ISLAMABAD: The National Assem­bly’s Standing Committee on Economic Affairs Division (EAD) expressed concern on Wednesday over the privatisation of profit-making power distribution companies (Discos) and the financial loss incurred from generating surplus electricity.

The committee, chaired by MNA Muhammad Atif, also reprimanded the National Highway Authority (NHA) for the absence of its chairman and Com­munications Minister Abdul Aleem Khan from the meeting.

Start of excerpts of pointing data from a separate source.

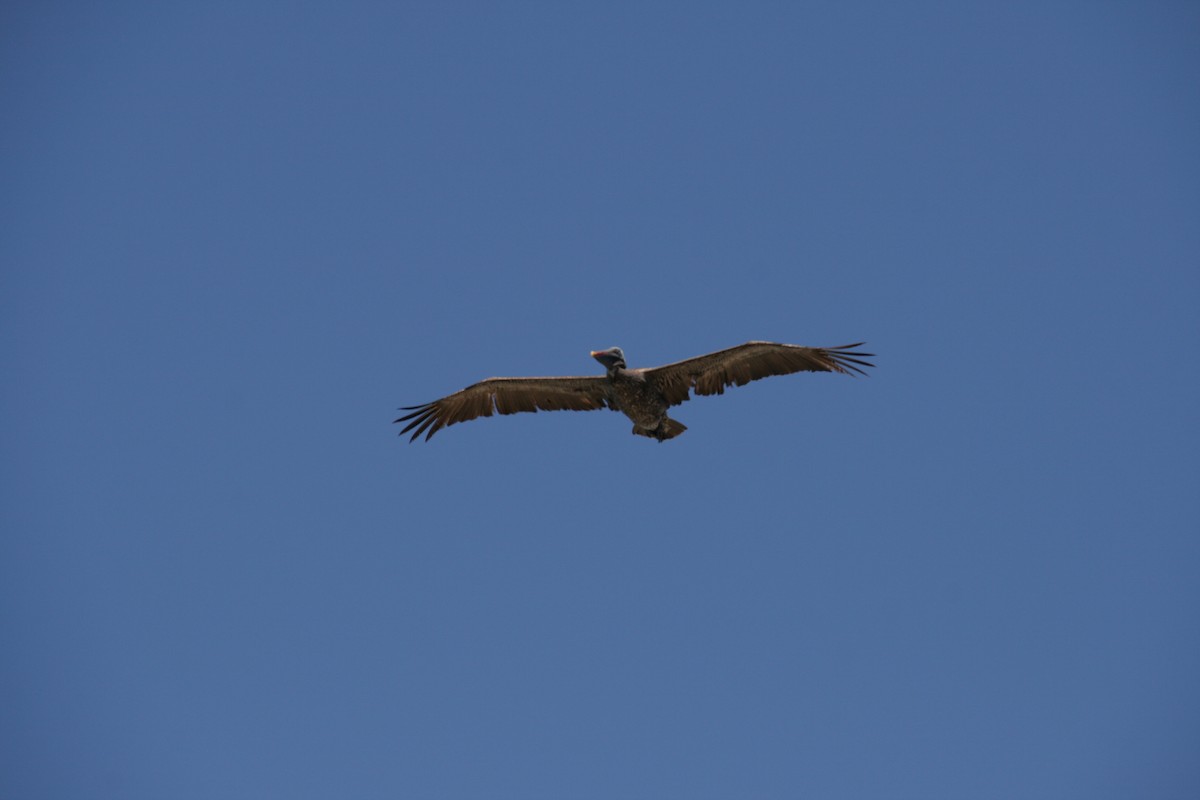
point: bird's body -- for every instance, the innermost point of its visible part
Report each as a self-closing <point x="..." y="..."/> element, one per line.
<point x="642" y="395"/>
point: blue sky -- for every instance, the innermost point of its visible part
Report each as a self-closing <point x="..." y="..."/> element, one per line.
<point x="238" y="235"/>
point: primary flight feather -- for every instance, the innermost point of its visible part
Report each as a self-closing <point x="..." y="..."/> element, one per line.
<point x="642" y="395"/>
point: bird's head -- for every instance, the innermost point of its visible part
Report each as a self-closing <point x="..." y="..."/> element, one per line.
<point x="612" y="358"/>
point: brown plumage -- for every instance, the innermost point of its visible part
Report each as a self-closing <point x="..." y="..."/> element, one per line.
<point x="642" y="395"/>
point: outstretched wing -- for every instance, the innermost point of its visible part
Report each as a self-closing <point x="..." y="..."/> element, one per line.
<point x="507" y="396"/>
<point x="737" y="366"/>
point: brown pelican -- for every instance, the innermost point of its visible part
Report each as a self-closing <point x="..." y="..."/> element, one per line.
<point x="641" y="395"/>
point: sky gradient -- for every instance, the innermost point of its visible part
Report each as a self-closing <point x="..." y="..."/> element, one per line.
<point x="237" y="236"/>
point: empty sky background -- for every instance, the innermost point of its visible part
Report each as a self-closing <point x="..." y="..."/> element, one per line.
<point x="237" y="235"/>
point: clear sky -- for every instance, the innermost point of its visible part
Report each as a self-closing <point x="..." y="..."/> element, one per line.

The committee examined the proposed privatisation of three power distribution companies of Islamabad, Gujran­wala and Faisalabad — Iesco, Gepco and Fesco — raising concerns over the methodology that exclusively targets Discos with minimal transmission and distribution losses for privatisation.

The power division presented an overview of Pakistan’s current power generation capacity, reporting a total installed capacity of 39,952MW. The energy mix revealed a concerning imbalance, with fossil fuel-based generation accounting for 54 per cent and clean energy sources contributing just 46pc.

Country relies on fossil fuels for 54pc of power generation needs, lawmakers told

The committee was informed that Pakistan’s power sector is facing a significant surplus of approximately 7,000MW to 8,000MW in electricity generation capacity, placing an extra financial burden on the national exchequer.

Carec project

The National Assembly committee also reprimanded NHA for the absence of its chairman and the communications minister in relation to alleged irregularities in the award of the Rs170 billion Central Asia Regional Economic Cooperation (Carec) Tranche-III project.

The committee’s chairman, Muham­mad Atif, said the panel would not discuss the matter and postponed the issue until the next meeting, demanding the presence of both the officials.

On Tuesday, the NHA failed to provide relevant documents to the Senate Sta­nding Committee on EAD, raising concerns about possible wrongdoing in the award of the Carec Tranche-III project.

Development budgets for provinces

On Wednesday, the NA committee also raised concerns over the budgetary allocations for development projects in Balochistan and Khyber Pakhtunkhwa. It was informed that Balochistan will receive Rs209.6bn, Punjab Rs76.6bn, Sindh Rs145.9bn, and KP Rs30.843bn in the federal budget.

The committee was also informed that the Economic Affairs Division has sought in-principle approval from the federal cabinet for a new legislative framework, the ‘Foreign Contributions (NGOs and NPOs) Regulation Act, 2025’, to address legal gaps in the regulation of foreign donations.